Les exemples décrits plus hauts illustrent en cela comment ces choix privilégient les dimensions présentées comme fondamentales dans la critique de l’optimisation décrites dans l’ouvrage de King, Gerisch et Rosa : recherche d’efficacité et de gain de temps héritée d’une logique comptable pour soi et les entreprises qui proposent ces applications, rationalisation de pratiques culturelles (recettes de cuisine, accord mets/vins), quête de la perfection ou de l’efficience individuelle en fonction de critères hygiénistes (allergies, désaccords sur les goûts) ou de santé (mise à distance du gras, du sucre ou des ingrédients d’origine animale). Creuset des tensions de l’époque et des rythmes de vie en pleine accélération, les technologies numériques viennent par conséquent exacerber cette logique par le biais de la rationalité calculatoire inhérente à son fonctionnement. L’élaboration d’un repas se voit ainsi découpée en une série d’étapes ou de composantes « procéduralisées » via le recours à de multiples services, ce qui amène sans aucun doute à une simplification de cet art complexe et bigarré de la bonne chère.

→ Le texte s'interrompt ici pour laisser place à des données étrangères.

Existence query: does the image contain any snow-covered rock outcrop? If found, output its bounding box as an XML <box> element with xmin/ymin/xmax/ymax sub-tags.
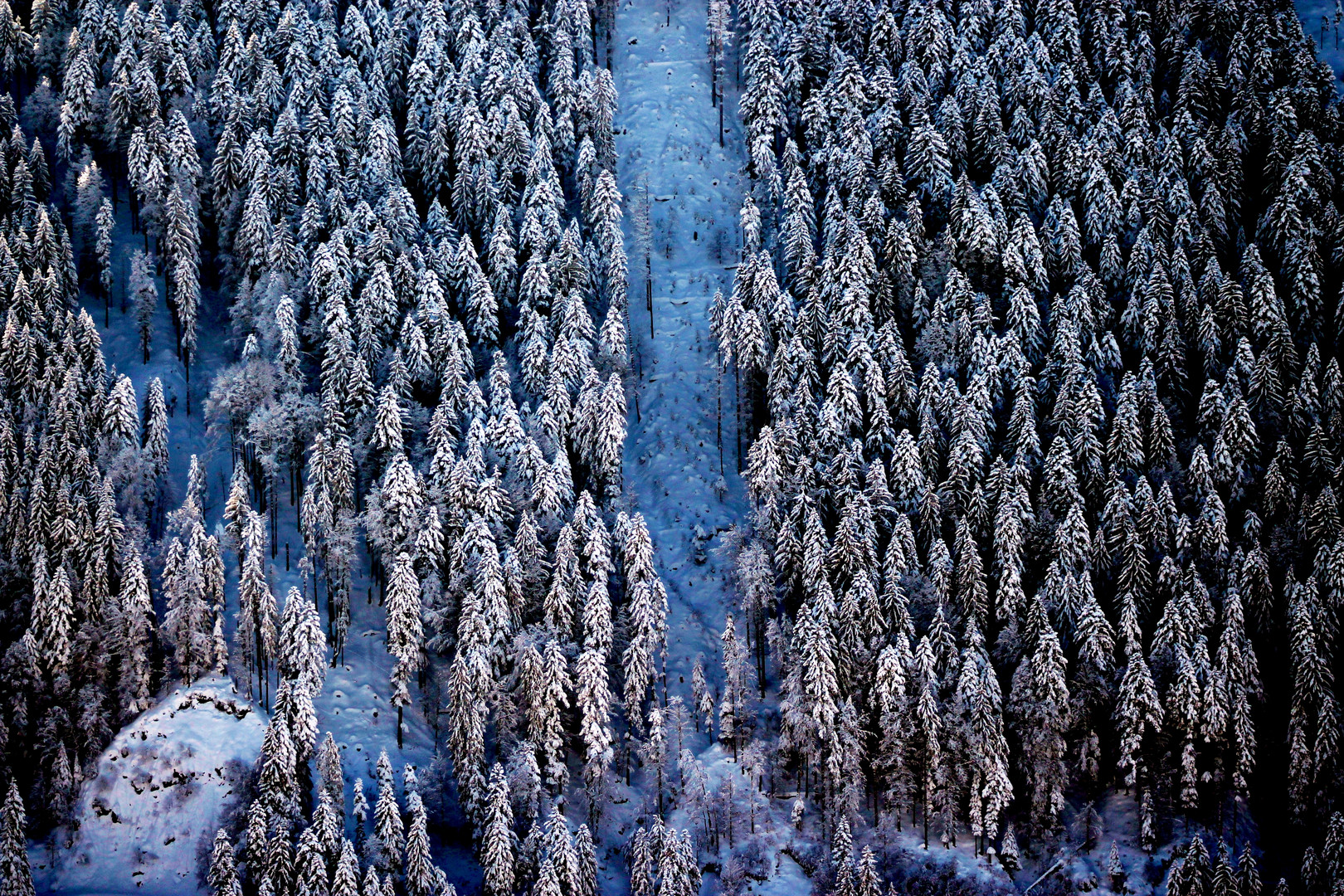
<box><xmin>47</xmin><ymin>679</ymin><xmax>266</xmax><ymax>896</ymax></box>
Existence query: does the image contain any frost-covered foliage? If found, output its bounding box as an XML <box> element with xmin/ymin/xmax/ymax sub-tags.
<box><xmin>0</xmin><ymin>119</ymin><xmax>165</xmax><ymax>859</ymax></box>
<box><xmin>711</xmin><ymin>0</ymin><xmax>1344</xmax><ymax>875</ymax></box>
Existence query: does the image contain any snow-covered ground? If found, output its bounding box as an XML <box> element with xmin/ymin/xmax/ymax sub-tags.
<box><xmin>32</xmin><ymin>679</ymin><xmax>266</xmax><ymax>896</ymax></box>
<box><xmin>48</xmin><ymin>196</ymin><xmax>446</xmax><ymax>894</ymax></box>
<box><xmin>616</xmin><ymin>0</ymin><xmax>746</xmax><ymax>699</ymax></box>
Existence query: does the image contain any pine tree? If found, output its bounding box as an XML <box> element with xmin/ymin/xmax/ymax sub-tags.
<box><xmin>0</xmin><ymin>779</ymin><xmax>35</xmax><ymax>896</ymax></box>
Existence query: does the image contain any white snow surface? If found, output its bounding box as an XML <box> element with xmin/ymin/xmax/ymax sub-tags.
<box><xmin>57</xmin><ymin>193</ymin><xmax>446</xmax><ymax>894</ymax></box>
<box><xmin>32</xmin><ymin>679</ymin><xmax>266</xmax><ymax>896</ymax></box>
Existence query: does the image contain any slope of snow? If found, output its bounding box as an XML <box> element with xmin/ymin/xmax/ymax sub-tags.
<box><xmin>34</xmin><ymin>679</ymin><xmax>266</xmax><ymax>896</ymax></box>
<box><xmin>616</xmin><ymin>0</ymin><xmax>746</xmax><ymax>714</ymax></box>
<box><xmin>75</xmin><ymin>196</ymin><xmax>446</xmax><ymax>875</ymax></box>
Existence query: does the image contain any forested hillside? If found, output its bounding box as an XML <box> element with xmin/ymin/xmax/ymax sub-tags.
<box><xmin>0</xmin><ymin>0</ymin><xmax>1344</xmax><ymax>896</ymax></box>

Si l’immixtion de cette logique d’optimisation dans tous les pans de notre quotidien vient bousculer la gastronomie, il faut néanmoins rappeler que cette tendance concerne prioritairement l’alimentation de tous les jours, et que les commensaux sont des individus pluriels, qui peuvent apprécier par moment de sortir des sentiers battus, et retrouver un art de la table beaucoup moins stéréotypé que cette « mise en app » ne le propose. La place croissante occupée par celle-ci entraîne cependant la création d’habitudes, de repères, voire d’attentes qui pourraient influencer la haute cuisine du futur.
À quoi s’attendre à l’avenir ? Faut-il tabler sur un scénario renforçant la diffusion de cette logique ? Ou au contraire, peut-on compter sur une prise de conscience quant aux limites de ce modèle ? Cette manière d’interroger le poids des technologies est sans aucun doute caricaturale, puisqu’en fonction des moments de la semaine, la sociologie des collectifs considérés et la situation de chacun, la nature du recours à ces applis peut grandement varier. Néanmoins, la simplification qu’elles offrent, ainsi que leur rationalité économique, peut laisser penser qu’une éventuelle distance critique avec ces pratiques émergentes pourrait être conditionnée par les mode et niveau de vie de chaque consommateur.
Si la critique de cette plateformisation de l’alimentation importe, il serait également intéressant de questionner les choix réalisés par les entreprises qui la poussent, et d’imaginer des services qui suivent d’autres logiques ou critères. Par exemple, la structuration de circuits courts, une meilleure gestion des invendus, la (re)découverte de la saisonnalité des aliments, ou encore une éducation permettant l’ouverture des néophytes à de nouvelles saveurs, pourraient constituer autant de « brouillages » des catégories, et ainsi laisser l’espace de liberté nécessaire à une cuisine toujours plus créative et conviviale, sans avoir à l’opposer frontalement aux influences et aux préconisations d’algorithmes toujours plus présents.